13 August 2023

A microframework for backfill migrations in Elixir's Ecto

Photo by Sergi Ferrete on Unsplash

This is a tiny little to-purpose framework for data migrations we’ve used at Felt. It’s based on David Bernheisel’s outstanding Safe Ecto Migrations series, specifically his Batching Deterministic Data pattern for backfill migrations.

(I’m going to be speaking at greater length about this in my ElixirConf 2023 talk… until then, this is probably a little cryptic.)

Here’s what a simple migration looks like using the framework (really just a single Behaviour)—we’ll break down each component of this below.

defmodule MyApp.Repo.Migrations.BackfillOnboardingStep do
  use DataMigration
  
  @impl DataMigration
  def base_query do
    from(u in "users", 
      where: is_nil(u.onboarding_step),
      select: %{id: u.id}
    )
  end

  @impl DataMigration
  def config do
    %DataMigration.Config{batch_size: 100, throttle_ms: 1_000}
  end

  @impl DataMigration
  def migrate(results) do
    Enum.each(results, fn %{id: user_id} ->
      user_id
      |> Ecto.UUID.cast!()
      |> MyApp.Accounts.set_onboarding_step!()
    end)
  end
end

The first bit, the base_query/0, is the “guts” of the query we’ll use to fetch the data to be migrated. In the above case, it’s as simple as pulling out the IDs of the users in need of migration. In other cases, you might also pull out data to be used in the migration (by, say, joining on an assoc/3 of the users table).
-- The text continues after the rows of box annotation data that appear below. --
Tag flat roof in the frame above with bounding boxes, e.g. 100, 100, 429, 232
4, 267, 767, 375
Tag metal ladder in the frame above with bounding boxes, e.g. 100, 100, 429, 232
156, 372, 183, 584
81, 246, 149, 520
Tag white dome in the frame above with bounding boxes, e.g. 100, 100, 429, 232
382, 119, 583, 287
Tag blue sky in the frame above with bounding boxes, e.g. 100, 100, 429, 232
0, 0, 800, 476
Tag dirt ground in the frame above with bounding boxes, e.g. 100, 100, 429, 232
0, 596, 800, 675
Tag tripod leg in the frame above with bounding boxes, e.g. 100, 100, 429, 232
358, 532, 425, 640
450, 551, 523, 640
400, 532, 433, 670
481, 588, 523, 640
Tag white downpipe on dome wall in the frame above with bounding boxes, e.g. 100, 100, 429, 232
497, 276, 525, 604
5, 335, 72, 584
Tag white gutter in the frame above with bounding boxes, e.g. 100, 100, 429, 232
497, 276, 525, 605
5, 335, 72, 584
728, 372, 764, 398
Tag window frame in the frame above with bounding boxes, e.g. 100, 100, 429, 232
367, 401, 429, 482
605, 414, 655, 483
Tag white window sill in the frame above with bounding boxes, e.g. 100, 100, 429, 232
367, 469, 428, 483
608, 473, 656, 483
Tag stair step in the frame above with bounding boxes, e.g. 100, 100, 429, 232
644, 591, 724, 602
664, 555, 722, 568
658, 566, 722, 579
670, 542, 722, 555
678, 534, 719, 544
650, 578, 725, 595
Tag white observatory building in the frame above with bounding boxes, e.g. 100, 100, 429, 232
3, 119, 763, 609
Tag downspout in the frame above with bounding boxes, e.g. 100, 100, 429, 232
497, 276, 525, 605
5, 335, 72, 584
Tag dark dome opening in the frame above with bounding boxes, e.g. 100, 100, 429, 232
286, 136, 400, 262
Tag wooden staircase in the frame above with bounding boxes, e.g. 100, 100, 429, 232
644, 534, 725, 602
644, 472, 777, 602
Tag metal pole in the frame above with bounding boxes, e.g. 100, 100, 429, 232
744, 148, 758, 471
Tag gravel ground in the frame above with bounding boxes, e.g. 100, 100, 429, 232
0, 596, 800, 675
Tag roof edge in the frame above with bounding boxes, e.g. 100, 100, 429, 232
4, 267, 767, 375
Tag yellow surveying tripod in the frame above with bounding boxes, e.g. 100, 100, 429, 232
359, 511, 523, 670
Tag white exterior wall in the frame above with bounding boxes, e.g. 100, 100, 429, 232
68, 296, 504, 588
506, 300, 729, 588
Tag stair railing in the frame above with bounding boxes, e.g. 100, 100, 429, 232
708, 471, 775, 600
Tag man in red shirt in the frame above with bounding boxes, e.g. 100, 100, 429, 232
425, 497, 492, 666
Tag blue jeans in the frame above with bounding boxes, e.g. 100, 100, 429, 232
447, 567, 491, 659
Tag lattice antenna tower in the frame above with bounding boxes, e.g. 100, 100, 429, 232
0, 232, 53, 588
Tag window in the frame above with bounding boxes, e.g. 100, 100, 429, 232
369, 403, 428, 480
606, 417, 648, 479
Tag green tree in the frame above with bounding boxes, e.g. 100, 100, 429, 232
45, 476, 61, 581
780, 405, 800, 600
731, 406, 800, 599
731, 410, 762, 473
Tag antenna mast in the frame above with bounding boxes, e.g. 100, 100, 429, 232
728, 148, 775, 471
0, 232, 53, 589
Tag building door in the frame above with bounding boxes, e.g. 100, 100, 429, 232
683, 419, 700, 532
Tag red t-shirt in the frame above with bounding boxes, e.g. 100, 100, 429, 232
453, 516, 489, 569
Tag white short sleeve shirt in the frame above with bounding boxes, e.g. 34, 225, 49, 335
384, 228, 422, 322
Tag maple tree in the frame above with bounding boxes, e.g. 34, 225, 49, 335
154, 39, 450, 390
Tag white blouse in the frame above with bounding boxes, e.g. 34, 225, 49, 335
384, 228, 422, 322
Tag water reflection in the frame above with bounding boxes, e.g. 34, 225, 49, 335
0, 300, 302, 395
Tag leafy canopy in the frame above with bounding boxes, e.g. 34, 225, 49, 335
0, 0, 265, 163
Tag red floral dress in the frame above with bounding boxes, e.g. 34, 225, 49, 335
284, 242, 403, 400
The next callback we implement, config/0, provides a few required configuration parameters that the migration runner will use to modify the query. The batch_size is the number of rows to fetch at a time from the database (applied as a limit/2 to the base_query/0). The throttle_ms is the number of milliseconds to sleep after migrating each batch. By throttling, you can ensure the migration doesn’t lock the database entirely and deny service to normal application traffic.

Finally, migrate/1 is where all the magic happens. It receives the results from the base_query/0 (a list of maps) and either migrates each row or throws an error, aborting the whole migration.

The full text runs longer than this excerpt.